I was walking down Halsted Street when a store window caught my eye. It was the sort of establishment that is peculiar to Boystowns everywhere, a mixture of kitsch-style and glam rock, desperately cleaving to a postmodern hipness that has long since faded in its glory. Intrigued nevertheless, I went in and began to browse, largely ignored by a sales clerk who was on the phone discussing the possibilities for the evening and complaning about her roommate. And that was when I saw it, a round plate-shaped object, about 5 inches across, with a swirl of black lines on the edge and a target in the centre. In the flat middle section was the familiar yet long-forgotten face of Modesty Blaise. Her eyes looked warily to the side, and her right hand held a colt perpendicular to her right ear.

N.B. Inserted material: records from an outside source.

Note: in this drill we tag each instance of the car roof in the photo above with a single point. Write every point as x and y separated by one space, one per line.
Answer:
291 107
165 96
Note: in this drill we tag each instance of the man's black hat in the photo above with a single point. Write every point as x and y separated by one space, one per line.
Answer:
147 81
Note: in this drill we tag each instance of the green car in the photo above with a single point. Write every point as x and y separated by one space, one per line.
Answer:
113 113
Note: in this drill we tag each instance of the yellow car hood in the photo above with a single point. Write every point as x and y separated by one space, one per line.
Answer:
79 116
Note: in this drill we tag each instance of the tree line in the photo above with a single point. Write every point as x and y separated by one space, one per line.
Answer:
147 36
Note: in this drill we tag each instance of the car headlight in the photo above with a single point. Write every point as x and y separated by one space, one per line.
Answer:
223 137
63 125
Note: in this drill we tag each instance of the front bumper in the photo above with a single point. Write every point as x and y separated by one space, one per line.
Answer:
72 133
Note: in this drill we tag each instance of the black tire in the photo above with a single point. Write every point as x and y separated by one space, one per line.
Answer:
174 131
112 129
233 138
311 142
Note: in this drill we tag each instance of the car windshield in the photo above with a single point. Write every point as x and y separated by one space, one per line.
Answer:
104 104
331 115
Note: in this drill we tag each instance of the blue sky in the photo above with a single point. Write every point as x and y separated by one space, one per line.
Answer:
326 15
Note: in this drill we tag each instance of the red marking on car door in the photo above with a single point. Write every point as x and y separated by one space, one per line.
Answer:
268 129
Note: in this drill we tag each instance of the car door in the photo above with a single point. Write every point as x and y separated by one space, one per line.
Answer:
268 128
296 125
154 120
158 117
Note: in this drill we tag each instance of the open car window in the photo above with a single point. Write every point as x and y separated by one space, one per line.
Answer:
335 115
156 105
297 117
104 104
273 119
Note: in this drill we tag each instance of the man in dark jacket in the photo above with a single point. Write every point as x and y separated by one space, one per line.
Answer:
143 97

The clerk was uninterested in my squeals of delight, clearly wanting to get back to her conversation with her friend. But I was ecstatic about being reunited with my icon, seeing it as a sign – of what, I have never been quite sure. Mostly, I think, I saw it as a validation of the life and possibilities that were being increasingly obscured by a gay and lesbian culture which insisted that meaning could only come from staid respectability and tax breaks, in the form of newly-minted marriage battles. I came out as queer among gays and lesbians who made it clear that sluts like me were to shut up so that the straight world might believe that we deserved our “rights.” Gays and lesbians, who surely had the most reasons to be suspicious of the prison industrial complex, were now clamouring for hate crime laws that would increase penalties and put more people in jail. It may seem like a huge burden to place on the black and white inked shoulders of a woman who only existed on paper, but in that moment it seemed like I had recovered my balance in the world.
Years ago, I thought of returning to Kathmandu to reclaim an idyllic period of my life, or at least what I thought was an idyllic period. I called a travel agent to inquire about fares, only to have her ask where that was. “Nepal,” I replied. And then filled in the silence: “It’s on the Northern border of India. You know, Mount Everest.” I never made it, reluctant to exchange my surety of intangible memories for the reality that would return and intrude upon my memories. I never followed the comics to the end, but the always informative Wikipedia tells me that she was killed off in O'Donnell's novel Cobra Trap, as was Willie shortly after.
Modesty Blaise haunts the world of cultural icons, often appearing as a sly allusion, most notably in Quentin Tarantino's films. The Bride, or Beatrix, in the Kill Bill films, is clearly modelled after her. In Pulp Fiction, Vincent Vega (John Travolta) is seen carrying around a copy of Modesty Blaise, the first novel on her, and there have long been rumours of a Tarantino movie about her. For me, she remains a black and white illustration, the gun cocked close to and away from her face, eyes ever watchful, allowing us to stare and giving us nothing in return. No lost tragedies, no dramas of revelation, waiting silently and tautly, and intently understanding that someone, somewhere might pull the trigger before her.